Industry has played a prominent part in the construction of Glasgow’s civic identity, as Lord Provost Bob Winter’s message on the Glasgow City Council website makes clear: “The Glasgow in which I was born was known as the “Second City of the Empire” and was a powerhouse of heavy industry, supplying ships, locomotives and heavy industrial products worldwide.”[1] The spectacular upsurge in industrial productivity that continues to mould the city’s self-image dates back roughly to the mid-Victorian age—historian T.M. Devine speaks of 1850 as the beginning of “the halcyon days of iron, engineering and shipbuilding,” leading to dramatic improvement in Scotland until about 1950.[2] Because of their everyday-status as tools that enabled the smooth flow of people and goods, transportation vehicles—as well as industrial sites—only gained the rank of museum-objects once their functional redundancy was completed: the first Glasgow transport museum was established in the decommissioned Copelawhill Tram Shed, following the demise of trams in the 1960s. In 1988, the growing collection was moved to Glasgow’s Kelvin Hall, where 1,400 objects were displayed. The closing-ceremony of the second transport museum on 18 April, 2010 was a very emotional occasion for Glaswegians, as Liz Cameron from Glasgow Culture and Sport stressed in her speech: “Everyone feels nostalgic for [this museum] and the final day will be a way for the museum to say goodbye to people, before the dramatic re-introduction of its exhibits at the Riverside, which is a spectacular building. It is like a cathedral.”[3] The meaning of transport-related everyday-objects has thus shifted from ensuring logistical convenience to embodying social history, to the point of attaining religious significance.
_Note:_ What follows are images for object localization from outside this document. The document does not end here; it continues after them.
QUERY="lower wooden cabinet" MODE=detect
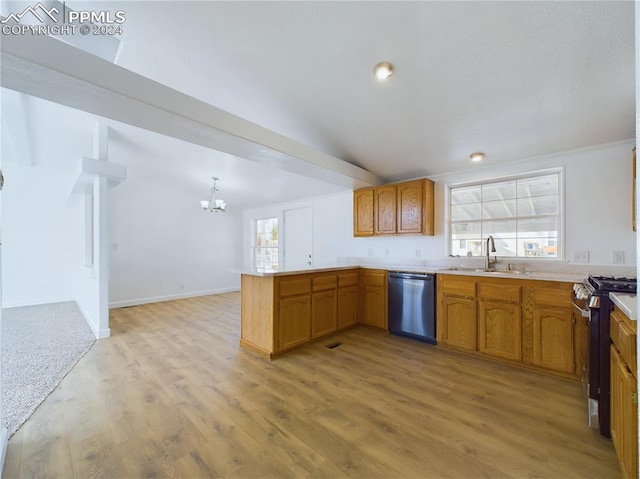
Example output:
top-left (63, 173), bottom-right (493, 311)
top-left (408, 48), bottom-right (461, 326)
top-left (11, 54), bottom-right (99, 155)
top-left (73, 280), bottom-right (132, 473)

The Riverside’s location is indeed “steeped in history,’ as the Glasgow Museums website advertises, as it was “at the heart of Glasgow’s industrial past.” Built at Pointhouse, a shipyard since 1845, which was acquired by A&J Inglis in 1862, the Riverside and its collection transform the Victorian industrial site into an official lieu de mémoire and tourist-attraction. An engagement with the external, as much as the internal, context of the museum was central to Zaha Hadid’s design: besides openings in the roof and walls, “the end elevation is like the front elevation with an expansive clear glass façade [which] will allow expansive views up and down the Clyde.”[4] The building’s shape, which is “porous to its context on either side,” is designed to embody and, one assumes, encourage, the “dynamic relationship” between the city and the Clyde. Due to its restricted space, the former transport museum appeared cluttered and the collection was presented in quite strictly separated categories: trains, trams, cars, bikes and ships were exhibited in different rooms, connected by the main exhibition hall, which housed a cluttered mix of objects.
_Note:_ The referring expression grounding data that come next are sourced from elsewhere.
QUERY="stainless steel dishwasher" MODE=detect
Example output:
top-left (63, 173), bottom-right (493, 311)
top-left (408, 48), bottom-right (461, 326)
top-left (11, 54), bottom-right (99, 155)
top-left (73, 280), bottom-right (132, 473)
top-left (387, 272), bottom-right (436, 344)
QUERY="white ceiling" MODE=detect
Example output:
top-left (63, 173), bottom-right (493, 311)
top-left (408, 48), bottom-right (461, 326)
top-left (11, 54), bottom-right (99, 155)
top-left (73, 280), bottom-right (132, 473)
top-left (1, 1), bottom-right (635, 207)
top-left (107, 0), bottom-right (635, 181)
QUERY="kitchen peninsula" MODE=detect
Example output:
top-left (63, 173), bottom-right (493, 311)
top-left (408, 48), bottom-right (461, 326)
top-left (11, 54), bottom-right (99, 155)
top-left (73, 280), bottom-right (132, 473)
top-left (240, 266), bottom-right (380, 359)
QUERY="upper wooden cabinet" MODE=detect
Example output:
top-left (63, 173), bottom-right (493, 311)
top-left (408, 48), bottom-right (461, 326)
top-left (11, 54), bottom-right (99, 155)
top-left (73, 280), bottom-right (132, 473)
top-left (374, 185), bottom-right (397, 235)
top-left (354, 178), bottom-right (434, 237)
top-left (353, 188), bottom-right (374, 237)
While we cannot be sure as to the exact display of the objects at the Riverside, the museum places emphasis on the variety of its collection by changing the items on display eight times a year. Moving through a column-free interior that is shaped like a bend in the river, the visitors’ experience is bound to be interactive and self-directed. Although, regrettably, the museum’s reproduction streets do not include a Victorian street scene, variations and adaptations of Victorian architectural and technological designs should be traceable in the 1900s, 1920s-30s and 1960s-80s mock-ups. The former transport museum displayed a large collection of model ships in glass cases—these will now move past the visitors and towards the Clyde on a 24m-long conveyor belt.

Both conceptually and structurally, the Riverside promises to be an ideal space for the public’s engagement with the variety of historical attitudes to technological progress. Doing away with the typical compartmentalisation of the exhibition space and the museum site, the Riverside impresses through its conceptual openness, which grounds 21-century design and museum-philosophy within a nineteenth-century context. The 1896 Glenlee (Tall Ship) that is permanently stationed at the museum’s harbour-like exterior symbolises the firm integration of the Victorian past into the city’s cultural future. The transport vehicles on display are invaluable traces of Scotland’s social and industrial history and they have, for the first time in Glasgow, been given an immensely prestigious setting, typically reserved for high art.


[2] Devine, The Scottish Nation, p. 108.